De aan het woord zijnde leden begrijpen niet goed wat de regering bedoelt met de opmerking dat naast vervolging van de rechtspersoon ook de verantwoordelijke bestuurders vervolgd kunnen worden. Zien deze leden het goed als zij aannemen dat voor een zelfde feit zowel de rechtspersoon namens wie een bepaalde handeling is verricht als degene die in dienst van de rechtspersoon of voor de rechtspersoon de feitelijke handeling heeft verricht, vervolgd kunnen worden? Bijvoorbeeld indien de rechtspersoon X verdacht wordt van gebruik van voorwetenschap, zowel rechtspersoon X als de bestuurder A, die de handeling feitelijk verricht heeft, vervolgd kunnen worden? En indien het feit voldoende bewezen is, beide «personen» afzonderlijk een boete op te leggen voor hetzelfde feit? Deze leden vragen zich af, indien dit de strekking van de opmerking was, of dit een novum is in het Nederlandse strafrecht dan wel het bestuursrecht.

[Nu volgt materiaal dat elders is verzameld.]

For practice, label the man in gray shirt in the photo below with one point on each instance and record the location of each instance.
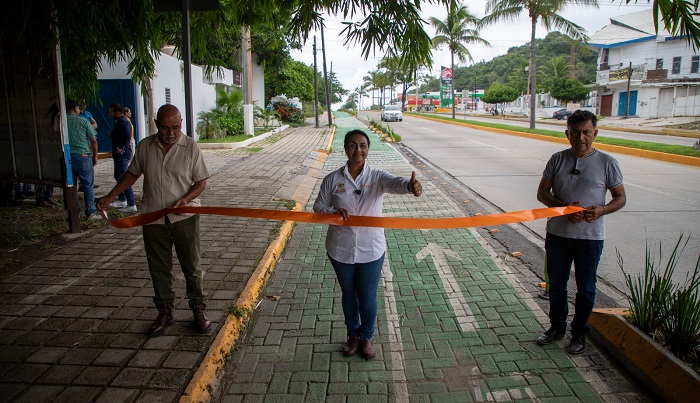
(580, 176)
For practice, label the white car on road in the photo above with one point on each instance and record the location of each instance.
(392, 113)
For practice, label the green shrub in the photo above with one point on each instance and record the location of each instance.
(288, 113)
(662, 309)
(231, 123)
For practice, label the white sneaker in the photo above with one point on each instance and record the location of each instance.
(118, 204)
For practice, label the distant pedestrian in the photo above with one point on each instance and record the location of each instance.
(83, 155)
(174, 176)
(121, 155)
(357, 253)
(580, 175)
(87, 115)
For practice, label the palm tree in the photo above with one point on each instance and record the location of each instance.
(454, 32)
(548, 12)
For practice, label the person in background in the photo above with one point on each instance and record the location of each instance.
(357, 253)
(83, 149)
(580, 175)
(43, 196)
(87, 115)
(174, 172)
(121, 155)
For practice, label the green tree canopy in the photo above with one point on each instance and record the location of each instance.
(497, 94)
(567, 90)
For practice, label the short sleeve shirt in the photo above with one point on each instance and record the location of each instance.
(364, 196)
(80, 132)
(597, 172)
(168, 177)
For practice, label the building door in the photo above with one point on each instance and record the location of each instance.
(606, 105)
(621, 110)
(666, 102)
(122, 92)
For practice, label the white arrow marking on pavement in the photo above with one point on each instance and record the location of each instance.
(465, 318)
(393, 320)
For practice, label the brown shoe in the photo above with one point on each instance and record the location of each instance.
(165, 318)
(367, 349)
(350, 347)
(200, 323)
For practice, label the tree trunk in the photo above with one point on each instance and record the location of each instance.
(452, 83)
(533, 75)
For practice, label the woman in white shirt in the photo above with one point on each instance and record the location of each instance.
(357, 253)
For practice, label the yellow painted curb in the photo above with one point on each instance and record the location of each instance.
(206, 380)
(677, 159)
(330, 140)
(658, 369)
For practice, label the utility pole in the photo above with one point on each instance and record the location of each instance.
(315, 85)
(325, 79)
(629, 78)
(247, 82)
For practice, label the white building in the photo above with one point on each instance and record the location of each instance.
(665, 79)
(168, 88)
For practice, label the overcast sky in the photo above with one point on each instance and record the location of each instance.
(350, 67)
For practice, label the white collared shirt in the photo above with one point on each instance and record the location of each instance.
(362, 196)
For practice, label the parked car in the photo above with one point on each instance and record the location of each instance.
(562, 114)
(392, 113)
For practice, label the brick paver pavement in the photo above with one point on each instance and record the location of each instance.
(455, 323)
(72, 325)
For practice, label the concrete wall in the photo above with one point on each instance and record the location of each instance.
(169, 76)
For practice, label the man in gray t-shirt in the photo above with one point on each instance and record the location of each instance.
(581, 176)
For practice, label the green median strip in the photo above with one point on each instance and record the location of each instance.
(641, 145)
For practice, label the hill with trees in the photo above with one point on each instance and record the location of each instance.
(554, 55)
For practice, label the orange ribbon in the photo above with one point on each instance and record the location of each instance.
(356, 221)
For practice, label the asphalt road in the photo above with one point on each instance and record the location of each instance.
(663, 199)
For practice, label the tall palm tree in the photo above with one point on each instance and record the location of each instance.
(546, 11)
(454, 32)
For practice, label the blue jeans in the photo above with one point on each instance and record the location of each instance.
(585, 254)
(84, 171)
(121, 164)
(359, 284)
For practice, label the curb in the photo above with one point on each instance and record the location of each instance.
(241, 144)
(655, 367)
(678, 159)
(205, 380)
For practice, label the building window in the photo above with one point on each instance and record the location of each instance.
(676, 69)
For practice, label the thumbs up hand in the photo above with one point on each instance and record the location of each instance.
(414, 186)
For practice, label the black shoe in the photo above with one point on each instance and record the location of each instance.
(550, 336)
(577, 345)
(201, 322)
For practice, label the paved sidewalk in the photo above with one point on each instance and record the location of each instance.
(456, 320)
(73, 325)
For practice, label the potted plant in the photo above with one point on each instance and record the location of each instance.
(658, 337)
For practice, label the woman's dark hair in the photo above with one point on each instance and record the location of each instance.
(352, 133)
(580, 116)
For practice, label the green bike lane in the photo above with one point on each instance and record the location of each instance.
(454, 324)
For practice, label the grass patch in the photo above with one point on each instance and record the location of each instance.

De leden van de PvdA-fractie zien niet in waarom de regering een onderscheid wenst te maken tussen overtreding waarvoor een boete kan worden opgelegd en die waarvoor een dwangsom meer geëigend lijkt, de zogenaamde doorlopende en niet-doorlopende delicten. Dit onderscheid komt deze leden kunstmatig voor. Zij zijn van mening dat de bestuursorganen die verantwoordelijk worden voor de uitvoering van deze regeling een beter inzicht hebben in welke maatregel voor welke overtreding of voor welke overtreder het meest effectief kan zijn dan de regering of de Tweede Kamer. Kan de regering toelichten waarom niet simpelweg gekozen is voor toepasselijkheid van artikel 5:32, eerste lid, Awb? In dat geval kan de toezichthouder voor alle overtreding waarvoor zij een boete kan opleggen tevens een last onder dwangsom opleggen. Overigens zijn deze leden van mening dat artikel 5:32, eerste lid, Awb op dit wetsvoorstel van toepassing is, daar de werking van de Awb nergens met zoveel woorden is uitgesloten. Zij verwijzen naar hun eerdere opmerking.

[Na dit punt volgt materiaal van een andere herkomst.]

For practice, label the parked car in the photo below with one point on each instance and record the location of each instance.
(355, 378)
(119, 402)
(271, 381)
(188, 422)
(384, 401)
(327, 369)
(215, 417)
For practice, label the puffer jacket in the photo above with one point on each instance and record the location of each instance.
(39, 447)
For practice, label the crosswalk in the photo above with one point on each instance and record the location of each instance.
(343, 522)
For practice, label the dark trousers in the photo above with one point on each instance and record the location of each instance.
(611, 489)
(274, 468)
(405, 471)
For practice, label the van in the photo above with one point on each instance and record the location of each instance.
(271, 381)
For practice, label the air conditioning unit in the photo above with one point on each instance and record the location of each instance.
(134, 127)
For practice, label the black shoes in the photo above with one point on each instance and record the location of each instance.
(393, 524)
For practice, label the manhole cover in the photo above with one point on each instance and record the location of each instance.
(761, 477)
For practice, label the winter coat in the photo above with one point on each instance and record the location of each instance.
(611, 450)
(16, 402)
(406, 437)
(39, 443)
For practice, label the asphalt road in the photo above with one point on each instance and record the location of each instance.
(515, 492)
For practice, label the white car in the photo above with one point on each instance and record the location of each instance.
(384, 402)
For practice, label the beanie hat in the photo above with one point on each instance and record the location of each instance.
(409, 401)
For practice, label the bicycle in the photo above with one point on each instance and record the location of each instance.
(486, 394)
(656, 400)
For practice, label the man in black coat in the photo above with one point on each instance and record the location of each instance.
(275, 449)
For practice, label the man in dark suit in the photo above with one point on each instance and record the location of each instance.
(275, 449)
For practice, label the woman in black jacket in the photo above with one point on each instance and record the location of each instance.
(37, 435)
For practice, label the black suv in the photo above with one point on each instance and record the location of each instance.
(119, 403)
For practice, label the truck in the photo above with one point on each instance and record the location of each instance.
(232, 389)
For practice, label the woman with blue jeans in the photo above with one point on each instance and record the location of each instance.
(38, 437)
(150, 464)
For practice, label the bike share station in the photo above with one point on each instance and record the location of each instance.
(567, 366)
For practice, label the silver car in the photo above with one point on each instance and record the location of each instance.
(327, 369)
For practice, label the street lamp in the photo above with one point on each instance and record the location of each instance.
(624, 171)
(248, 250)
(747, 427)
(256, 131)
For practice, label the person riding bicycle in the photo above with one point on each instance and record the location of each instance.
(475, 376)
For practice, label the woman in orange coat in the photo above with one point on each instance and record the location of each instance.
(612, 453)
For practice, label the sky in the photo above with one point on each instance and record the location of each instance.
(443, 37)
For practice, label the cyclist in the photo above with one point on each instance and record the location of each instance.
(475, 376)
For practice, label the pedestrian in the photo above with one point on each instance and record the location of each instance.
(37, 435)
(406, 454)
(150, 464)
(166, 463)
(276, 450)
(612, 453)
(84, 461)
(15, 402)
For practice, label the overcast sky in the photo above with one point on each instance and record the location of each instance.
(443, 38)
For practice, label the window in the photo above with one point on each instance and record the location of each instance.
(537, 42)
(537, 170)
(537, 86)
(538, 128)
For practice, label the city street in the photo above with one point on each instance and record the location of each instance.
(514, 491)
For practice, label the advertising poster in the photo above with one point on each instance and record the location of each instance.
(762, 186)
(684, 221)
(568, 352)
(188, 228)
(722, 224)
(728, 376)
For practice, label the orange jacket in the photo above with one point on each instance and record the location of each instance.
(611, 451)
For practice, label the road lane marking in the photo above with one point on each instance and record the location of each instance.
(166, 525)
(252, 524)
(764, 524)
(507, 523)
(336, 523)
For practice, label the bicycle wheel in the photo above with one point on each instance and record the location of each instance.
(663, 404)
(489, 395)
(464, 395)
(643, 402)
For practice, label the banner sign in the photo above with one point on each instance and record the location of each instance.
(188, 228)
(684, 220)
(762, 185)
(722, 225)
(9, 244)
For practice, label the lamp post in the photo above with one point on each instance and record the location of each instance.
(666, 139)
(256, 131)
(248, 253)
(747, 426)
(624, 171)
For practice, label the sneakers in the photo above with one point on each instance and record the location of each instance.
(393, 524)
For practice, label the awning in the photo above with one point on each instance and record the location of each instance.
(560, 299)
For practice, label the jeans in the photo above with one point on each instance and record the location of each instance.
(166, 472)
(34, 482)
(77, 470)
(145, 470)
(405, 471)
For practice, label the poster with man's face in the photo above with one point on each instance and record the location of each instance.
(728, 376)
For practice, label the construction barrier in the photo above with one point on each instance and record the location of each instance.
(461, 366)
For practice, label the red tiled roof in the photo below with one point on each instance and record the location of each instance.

Wel hopen deze leden dat de toezichthouders ervoor zullen waken de dwangsom niet zo in te zetten dat deze feitelijk een boete wordt. Zo kunnen deze leden zich voorstellen dat betrokkenen een redelijke termijn gegund moet worden een last onder dwangsom na te komen, dat er rekening wordt gehouden met de omstandigheden van het geval.

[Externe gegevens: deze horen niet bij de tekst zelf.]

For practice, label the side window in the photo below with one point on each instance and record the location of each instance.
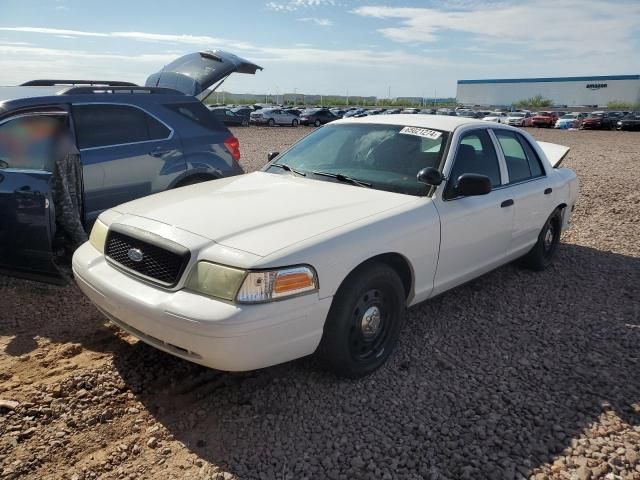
(102, 125)
(534, 161)
(197, 113)
(27, 142)
(521, 164)
(476, 154)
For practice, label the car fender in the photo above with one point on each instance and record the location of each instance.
(411, 231)
(207, 163)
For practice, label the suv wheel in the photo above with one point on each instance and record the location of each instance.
(364, 321)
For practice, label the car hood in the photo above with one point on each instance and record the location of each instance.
(195, 73)
(261, 212)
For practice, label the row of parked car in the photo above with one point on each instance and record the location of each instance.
(599, 120)
(292, 116)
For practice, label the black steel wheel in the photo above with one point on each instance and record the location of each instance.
(364, 321)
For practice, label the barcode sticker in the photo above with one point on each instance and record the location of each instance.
(421, 132)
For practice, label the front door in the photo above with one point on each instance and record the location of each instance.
(27, 217)
(475, 231)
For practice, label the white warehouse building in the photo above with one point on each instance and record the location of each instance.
(569, 91)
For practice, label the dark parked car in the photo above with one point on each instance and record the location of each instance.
(229, 117)
(600, 121)
(629, 122)
(317, 117)
(132, 141)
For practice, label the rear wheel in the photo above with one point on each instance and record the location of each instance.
(543, 252)
(364, 322)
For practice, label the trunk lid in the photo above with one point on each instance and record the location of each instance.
(554, 152)
(195, 73)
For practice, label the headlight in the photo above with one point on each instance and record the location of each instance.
(271, 285)
(228, 283)
(98, 236)
(215, 280)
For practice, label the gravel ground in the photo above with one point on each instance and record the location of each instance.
(516, 375)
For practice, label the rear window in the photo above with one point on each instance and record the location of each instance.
(197, 113)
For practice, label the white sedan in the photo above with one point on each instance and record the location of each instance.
(323, 250)
(498, 117)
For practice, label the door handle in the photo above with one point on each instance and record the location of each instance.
(158, 152)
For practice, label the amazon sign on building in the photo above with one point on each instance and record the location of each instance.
(570, 91)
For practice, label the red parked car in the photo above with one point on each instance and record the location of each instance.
(545, 119)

De leden van de CDA-fractie vragen of onder alle omstandigheden geldt dat iemand die is berecht of gestraft voor een strafbaar feit en waarbij sprake is van een onherroepelijke uitspraak, dit ten allen tijde een gesloten dossier is indien later blijkt of indien er later sprake is van nieuwe maar uiterst belastende feiten.

De leden van de VVD-fractie constateren dat bij de keuze tussen administratief recht en strafrecht de regering op het beginsel «ne bis in idem» en het una-viasysteem wijst. Deze grondslagen staan volgens deze leden niet in de weg aan een administratieve sanctie voor de rechtspersoon en een gelijktijdige strafrechtelijke vervolging van de natuurlijke persoon. Is een dergelijk gelijktijdig traject, dat voor het houden van toezicht zeer effectief is, denkbaar in het onderhavige wetsvoorstel?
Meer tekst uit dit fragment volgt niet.